| von Wolfgang Gomoll

Land Rover hat gerne eine ganz eigene Sicht der Dinge. Auch wenn die Zeiten, in denen man sich mit einem Defender täglich durch Dreck und Schlamm wühlte, vorbei sind, steht die Offroad-Fähigkeit bei den Briten nach wie vor ganz oben im Lastenheft. Auf die Frage, was denn den Discovery Sport P300e PHEV und den Evoque P300e PHEV gegenüber anderen Fahrzeugen mit ähnlichen Antriebskonzepten auszeichnet, gibt es auch die dementsprechende Antwort. "Wir wollten bei diesen beiden Autos die Land-Rover-DNA beibehalten", sagt Techniker Chris Carey. Also haben die beiden Autos eine dementsprechende Bodenfreiheit - beim Discovery Sport sind es 17,2 Zentimeter und beim kleineren Bruder Evoque sind es sogar vier Zentimeter mehr. Beide haben dank des Elektromotors an der Hinterachse auch einen Allradantrieb - allerdings nicht permanent.

Der Antriebsstrang ist bei beiden Modellen des britischen Autobauers identisch: An der Vorderachse werkelt ein kleiner 1,5-Liter-Dreizylinder-Benziner mit 147 kW / 200 PS, während hinten ein Elektromotor mit 80 kW / 109 das Kommando hat. Gemeinsam ergibt das eine Systemleistung von 227 kW / 309 PS. "Grundsätzlich ist die E-Maschine die Hauptantriebsquelle" sagt Chris Carey. Die Kraft für den Elektroantrieb kommt von einer 15-Kilowattstundenbatterie, was für eine elektrische Reichweite von 68 Kilometern (Evoque) beziehungsweise 64 km (Discovery) gut ist. Maximal können beide mit 32 Kilowatt geladen werden; dann sind die Akkus bis zu 80 Prozent innerhalb von 30 Minuten gefüllt. An einer Haushaltssteckdose sind es 6:42 Stunden und an einer sieben Kilowatt starken Wallbox reduziert sich die Zeit auf 1:24 Stunden.

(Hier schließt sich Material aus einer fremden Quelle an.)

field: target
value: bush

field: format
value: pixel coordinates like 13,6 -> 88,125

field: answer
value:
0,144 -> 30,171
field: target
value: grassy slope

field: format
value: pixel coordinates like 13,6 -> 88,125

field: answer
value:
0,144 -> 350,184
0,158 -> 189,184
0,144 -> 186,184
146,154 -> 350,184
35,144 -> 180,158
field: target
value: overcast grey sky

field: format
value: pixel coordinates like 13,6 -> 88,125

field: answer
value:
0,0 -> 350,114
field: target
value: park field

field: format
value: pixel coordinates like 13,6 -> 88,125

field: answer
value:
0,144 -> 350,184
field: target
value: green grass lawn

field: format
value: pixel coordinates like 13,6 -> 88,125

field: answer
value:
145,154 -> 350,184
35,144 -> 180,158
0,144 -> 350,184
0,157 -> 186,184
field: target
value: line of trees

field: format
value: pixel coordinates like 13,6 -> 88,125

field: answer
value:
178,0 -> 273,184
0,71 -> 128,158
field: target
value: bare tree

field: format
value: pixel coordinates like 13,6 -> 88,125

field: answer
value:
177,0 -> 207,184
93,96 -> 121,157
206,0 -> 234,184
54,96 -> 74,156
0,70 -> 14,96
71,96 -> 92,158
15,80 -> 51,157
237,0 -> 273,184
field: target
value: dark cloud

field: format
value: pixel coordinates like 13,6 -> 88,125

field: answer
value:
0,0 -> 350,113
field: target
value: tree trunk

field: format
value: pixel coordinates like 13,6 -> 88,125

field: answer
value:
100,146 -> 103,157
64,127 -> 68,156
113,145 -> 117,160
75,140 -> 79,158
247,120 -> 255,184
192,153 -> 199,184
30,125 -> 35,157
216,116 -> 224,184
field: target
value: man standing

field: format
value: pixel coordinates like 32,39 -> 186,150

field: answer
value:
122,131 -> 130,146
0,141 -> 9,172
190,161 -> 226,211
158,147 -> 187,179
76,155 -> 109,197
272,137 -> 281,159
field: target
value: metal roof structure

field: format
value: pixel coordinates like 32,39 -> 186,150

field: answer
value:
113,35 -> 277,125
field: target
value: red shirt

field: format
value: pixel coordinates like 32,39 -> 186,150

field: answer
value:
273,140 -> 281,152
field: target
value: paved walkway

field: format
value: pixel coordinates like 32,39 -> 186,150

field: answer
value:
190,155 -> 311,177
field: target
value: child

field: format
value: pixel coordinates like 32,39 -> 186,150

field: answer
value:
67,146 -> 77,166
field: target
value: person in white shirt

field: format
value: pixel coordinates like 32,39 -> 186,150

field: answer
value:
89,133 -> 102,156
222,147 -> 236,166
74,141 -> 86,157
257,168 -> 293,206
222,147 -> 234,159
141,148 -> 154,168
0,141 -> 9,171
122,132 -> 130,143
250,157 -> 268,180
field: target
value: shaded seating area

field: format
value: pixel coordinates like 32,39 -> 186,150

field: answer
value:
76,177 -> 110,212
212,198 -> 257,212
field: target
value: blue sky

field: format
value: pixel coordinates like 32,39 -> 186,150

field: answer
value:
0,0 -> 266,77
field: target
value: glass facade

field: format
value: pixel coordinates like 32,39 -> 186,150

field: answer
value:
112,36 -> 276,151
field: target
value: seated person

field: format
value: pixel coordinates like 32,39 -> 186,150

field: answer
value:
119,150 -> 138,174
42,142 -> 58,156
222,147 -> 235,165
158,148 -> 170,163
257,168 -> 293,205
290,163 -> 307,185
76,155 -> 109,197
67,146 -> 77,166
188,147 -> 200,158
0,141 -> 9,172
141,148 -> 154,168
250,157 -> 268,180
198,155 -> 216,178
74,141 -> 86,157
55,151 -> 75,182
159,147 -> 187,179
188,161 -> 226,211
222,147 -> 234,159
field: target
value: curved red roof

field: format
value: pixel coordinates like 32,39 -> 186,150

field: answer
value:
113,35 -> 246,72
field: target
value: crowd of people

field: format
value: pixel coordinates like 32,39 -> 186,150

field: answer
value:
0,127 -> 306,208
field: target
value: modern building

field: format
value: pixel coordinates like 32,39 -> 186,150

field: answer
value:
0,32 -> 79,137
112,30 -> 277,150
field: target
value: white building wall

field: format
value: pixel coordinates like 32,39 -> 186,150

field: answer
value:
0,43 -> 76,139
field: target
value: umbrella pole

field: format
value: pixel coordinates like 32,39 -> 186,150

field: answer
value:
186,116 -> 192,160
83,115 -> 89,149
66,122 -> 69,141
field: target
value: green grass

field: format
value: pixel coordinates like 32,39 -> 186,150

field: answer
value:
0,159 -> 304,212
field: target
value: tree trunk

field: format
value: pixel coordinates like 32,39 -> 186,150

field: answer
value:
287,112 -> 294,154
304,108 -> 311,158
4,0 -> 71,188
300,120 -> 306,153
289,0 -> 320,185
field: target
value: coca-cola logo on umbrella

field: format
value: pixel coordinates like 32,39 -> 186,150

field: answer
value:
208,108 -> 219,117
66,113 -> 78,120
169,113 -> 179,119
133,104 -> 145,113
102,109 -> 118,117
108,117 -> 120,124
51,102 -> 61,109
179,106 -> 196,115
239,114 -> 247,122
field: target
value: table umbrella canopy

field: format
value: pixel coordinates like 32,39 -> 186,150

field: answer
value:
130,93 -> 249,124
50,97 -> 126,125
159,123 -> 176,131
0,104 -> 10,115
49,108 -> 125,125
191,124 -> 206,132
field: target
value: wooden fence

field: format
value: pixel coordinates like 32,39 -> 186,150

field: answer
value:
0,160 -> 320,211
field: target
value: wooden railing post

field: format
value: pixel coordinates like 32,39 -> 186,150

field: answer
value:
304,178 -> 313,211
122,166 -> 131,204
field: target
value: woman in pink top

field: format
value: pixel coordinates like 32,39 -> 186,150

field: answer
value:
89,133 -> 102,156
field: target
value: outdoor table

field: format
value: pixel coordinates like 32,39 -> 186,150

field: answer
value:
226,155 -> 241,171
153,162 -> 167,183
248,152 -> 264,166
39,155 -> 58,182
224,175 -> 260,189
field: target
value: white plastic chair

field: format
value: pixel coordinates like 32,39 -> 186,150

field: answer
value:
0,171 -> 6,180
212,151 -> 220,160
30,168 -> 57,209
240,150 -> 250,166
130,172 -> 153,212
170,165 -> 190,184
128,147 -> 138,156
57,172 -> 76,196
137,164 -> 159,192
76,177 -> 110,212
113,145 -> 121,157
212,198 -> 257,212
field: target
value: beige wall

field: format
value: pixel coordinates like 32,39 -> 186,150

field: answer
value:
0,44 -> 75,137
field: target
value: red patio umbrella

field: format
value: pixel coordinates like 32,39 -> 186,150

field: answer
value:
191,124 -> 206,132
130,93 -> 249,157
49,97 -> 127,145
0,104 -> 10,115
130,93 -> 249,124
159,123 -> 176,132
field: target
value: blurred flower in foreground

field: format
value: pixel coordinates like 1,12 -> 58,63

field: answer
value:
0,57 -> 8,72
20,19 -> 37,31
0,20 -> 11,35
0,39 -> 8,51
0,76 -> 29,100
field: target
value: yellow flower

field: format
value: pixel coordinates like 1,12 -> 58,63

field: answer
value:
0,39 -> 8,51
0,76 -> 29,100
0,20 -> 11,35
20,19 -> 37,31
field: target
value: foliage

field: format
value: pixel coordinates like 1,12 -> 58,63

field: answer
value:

Drei Fahrmodi stehen zur Auswahl: Hybrid, Save (Batterieladung wird beibehalten) und der rein elektrische EV-Modus. Der Vorderradantrieb schaltet sich nur dann in das Vorankommen ein, wenn Traktion oder die höchstmögliche PS-Kraft benötigt wird und wenn die Batterie leer ist. Bei Land Rover ist man besonders stolz darauf, dass man alle Hochvoltkomponenten plus einen 57 Liter fassenden Benzintank im Unterboden verstaut hat. Damit senkt sich der Fahrzeugschwerpunkt gegenüber den Brudermodellen um sechs Prozent und ermöglicht eine ausgewogene Gewichtsverteilung. Außerdem bleiben die Platzverhältnisse im Vergleich zu den Modellen mit konventionellen Antrieben unverändert. Rein elektrisch beträgt die Höchstgeschwindigkeit 135 km/h, allerdings können die beiden Plug-in-Hybride nicht segeln. Maximal ist der Discovery Sport P300e 209 km/h und der Evoque P300e sogar 213 km/h schnell. Die 100-km/h-Marke erreicht der Evoque nach 6,4 Sekunden und schlägt den Discovery Sport so um 0,2 Sekunden.

Auch ein "Ein-Pedal-Fahren", also ein automatisches Rekuperieren, sobald man vom Gas geht, oder das Definieren der Rekuperationsstärke per Lenkradwippe, findet nicht statt. Dazu nutzen die beiden Modelle ein Brake-by-Wire-System, das mit maximal 0,2 g regenerativ verzögert. "Wir haben uns auf eine konstante und gut dosierbare Bremsleistung konzentriert", erklärt Chris Carey. Auch dem Dreizylindermotor haben die englischen Ingenieure unter anderem durch besondere Motorlager akustische Manieren beigebracht. Neben einem Gewichtsvorteil von 37 Kilogramm gegenüber einem Vierzylinder soll dieses Triebwerk auch durch eine reduzierte Reibung sowie einem in den Zylinderkopf integrierten Abgaskrümmer (Erwärmung) sehr effizient agieren. Als Getriebe kommt ein Achtganggetriebe zum Einsatz. Der Evoque P300e genehmigt sich im Schnitt 1,9 Liter pro 100 Kilometer, beim Discovery sind es 0,1 l/100 km mehr. Der Range Rover Evoque P300e PHEV kostet ab 50.750 Euro und der Land Rover Discovery Sport P300e PHEV 49.250 Euro.